O Grande Prémio de Inglaterra de Motociclismo de 2018 acabou por ser cancelado devido à chuva, não se realizando qualquer das 3 corridas programadas.

andardemoto.pt @ 29-8-2018 23:58:00 - Paulo Araújo

Não há memória, recente ou mais antiga, de outro Grande Prémio de motos ter sido cancelado por causa de chuva, pela simples razão de que isso nunca tinha acontecido, desde que o Campeonato teve início em 1949… 

Depois do fiasco do fim-de-semana de 25 e 26 de Agosto de 2018, vieram as desculpas da nova superfície não drenar como devia, e a controvérsia por terem deixado 90.000 fãs, durante horas, à chuva e com temperaturas de 13 graus, quando podiam, realisticamente, ter anunciado o cancelamento da prova muito mais cedo, com a justificação da decisão de cancelar, em última análise correctíssima, pelo argumento de que a segurança tem de vir em primeiro lugar.

Entre a hora prevista para a corrida, cerca do meio-dia e as quatro da tarde, o “safety car” cruzou regularmente o traçado, tarefa descrita pelos elementos da segurança a bordo, de que fazem hoje parte os dois ex-campeões Loris Capirossi e Franco Uncini, como assustadora, já que até o BMW M4, a velocidades modestas e sendo um pouco mais pesado (aí dez vezes!) que uma MotoGP, não conseguia evitar grandes derrapagens nas zonas alagadas do circuito.

Quando se fala de locais onde corridas poderiam ser canceladas por chuva, Silverstone foi sempre um dos fortes candidatos.
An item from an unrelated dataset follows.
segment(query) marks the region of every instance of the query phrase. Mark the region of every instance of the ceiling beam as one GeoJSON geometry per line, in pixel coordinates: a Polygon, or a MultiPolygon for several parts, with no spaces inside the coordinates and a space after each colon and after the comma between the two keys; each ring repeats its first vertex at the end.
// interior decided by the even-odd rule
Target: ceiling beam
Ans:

Já em 1985, ano histórico no Mundial, pois vimos Freddie Spencer conquistar ambos os títulos de 250GP e 500GP, saltando ao longo da época de uma para a outra moto, o Grande Prémio decorreu sobre um verdadeiro dilúvio, e se o natural da Luisiana ganhou nas 500, nas 250 ganhou Anton Mang, bastando a Freddie nessa ocasião o quarto lugar para garantir o título. 

Nesse dia, o jovem mas maduro Spencer soube lidar com a pressão e sobrepor prudência à eventual vaidade de ganhar todas as corridas, perante as condições, mas mesmo assim, posteriormente, ainda ganhou seis corridas de 500 e sete de 250 nesse ano.


Até o Safety Car assustava

Até o Safety Car assustava

Embora haja memória de outros sítios onde é normal chover torrencialmente (Malásia e Áustria vêm imediatamente à memória), e onde, portanto, marcar um Grande Prémio de motos é sempre um risco, a escolha judiciosa da data da corrida permite minimizar o risco inerente.

Não é à toa que o GP de Inglaterra, desde que deixou de ser o TT da lha de Man em 1977, foi sempre disputado em fins de Julho ou princípios de Agosto, os meses menos prováveis de terem muita precipitação nas Ilhas Britânicas.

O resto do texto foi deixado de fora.